Şüphesiz her ideolojinin sınıfsal karakteri kendine göre bir hakikat payı taşır. Her model tek başına hakikatleri açıklamaya çalışsa da, gerçeğin ancak kısmen temsilini ifade eder. Toplumsal olgunun kendisi buna zorlar. Tıpkı üç renkli bir tabloyu içlerinden abartılan bir renkle açıklamanın yetmemesi gibi. Tarihsel toplumun izahında tek modelli yaklaşımların gerçeği temsili hep eksik ve yanılgılı olacaktır. Toplumun karmaşık anlam ve biçim düzeyleri de buna eklenince, doğruluk paylarını temsil eden tüm yöntemlerin bütünleşmiş kullanımı önem taşır.
Çağımızda bilimsel yöntemin ağır basması, diğer yöntemlerin hakikati ifade edemeyecekleri biçimindeki yargıları ön plana çıkarmıştır. Fakat yaşanan bilimsel kaos, dayandığı yöntemlerin yetersizliğini bütünüyle açığa çıkartmıştır. Bilimsel yöntemin kendisi hakikatin kavranması önünde ciddi engel oluşturmaktadır. Bilimsel yöntemin Batı uygarlık sistemindeki hegemonik iktidar ve ideolojiyle bağı gittikçe açığa çıkmaktadır. Hakikate ilişkin tekil ve evrensel yaklaşımları birlikte kullanmak, varlığın gerçekleşme doğasının bir gereğidir.

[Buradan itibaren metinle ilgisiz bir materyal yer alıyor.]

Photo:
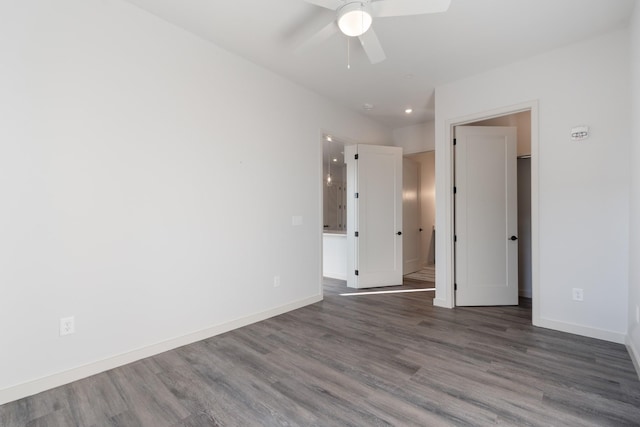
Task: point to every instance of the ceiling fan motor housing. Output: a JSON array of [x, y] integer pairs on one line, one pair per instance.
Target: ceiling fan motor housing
[[354, 18]]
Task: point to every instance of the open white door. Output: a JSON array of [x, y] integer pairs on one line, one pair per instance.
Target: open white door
[[411, 239], [486, 247], [374, 216]]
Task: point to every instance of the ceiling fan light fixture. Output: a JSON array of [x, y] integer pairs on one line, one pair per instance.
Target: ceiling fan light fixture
[[354, 19]]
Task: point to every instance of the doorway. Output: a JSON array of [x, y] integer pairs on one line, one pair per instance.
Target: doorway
[[522, 122], [445, 296], [419, 216]]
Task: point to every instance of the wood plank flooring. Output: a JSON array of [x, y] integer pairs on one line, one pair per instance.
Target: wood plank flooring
[[373, 360]]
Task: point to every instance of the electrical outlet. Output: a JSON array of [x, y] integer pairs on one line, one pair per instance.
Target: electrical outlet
[[67, 325], [578, 294]]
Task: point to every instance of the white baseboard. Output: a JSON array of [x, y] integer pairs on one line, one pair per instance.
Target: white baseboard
[[441, 303], [634, 353], [46, 383], [585, 331], [526, 293]]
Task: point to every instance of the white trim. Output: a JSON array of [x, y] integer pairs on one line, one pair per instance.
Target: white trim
[[45, 383], [334, 275], [634, 353], [447, 275], [584, 331], [441, 303]]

1- Varlık, varoluş olarak Kürtler
Geçerli tarih yöntemleriyle Kürtlerin varlığını tespit etmek ve tanımlamak birçok zorluk içermektedir. Yaşadıkları coğrafya ve tarih varoluşlarını şiddetle etkilemiş, kendilerini marjinal kalmaya zorlamıştır. Son araştırmalar bugünkü insanların atası sayılan Homo Sapienslerin yaklaşık son üç yüz bin yıllık tarihlerinde yükselişe geçip hakim tür haline gelişlerinin Verimli Hilal’de (Kürtlerin çoğunlukta yaşadıkları bugünkü Kürdistan’ın merkezinde yer aldığı coğrafyada) yoğunlaştığını, gerçekleştiğini göstermektedir. İnsan türünün tespit edilen üç milyon yılı aşkın tarihlerindeki Homo Sapiens aşaması simgesel dilin doğuşuna denk gelmektedir. Simgesel dilin gelişimiyle öne geçen Homo Sapiens devrimi, Verimli Hilal’deki tarihe daha köklü yaklaşımı gerektirmektedir. Bu durum gen araştırmalarıyla da kanıtlanmaktadır. son buzul döneminin yirmi bin yıl öncesinde sona ermesiyle buzulların geriye çekilmesi Neolitik Tarım Devrimi’ni mümkün kılmıştır. Coğrafyanın bitki ve hayvan zenginliğiyle Homo Sapiens’in düşünce gücü birleşince, insanlık tarihinin en köklü devrimi olan ‘tarım köy toplumu’na geçiş Verimli Hilal’de büyük gelişmelere yol açmıştır.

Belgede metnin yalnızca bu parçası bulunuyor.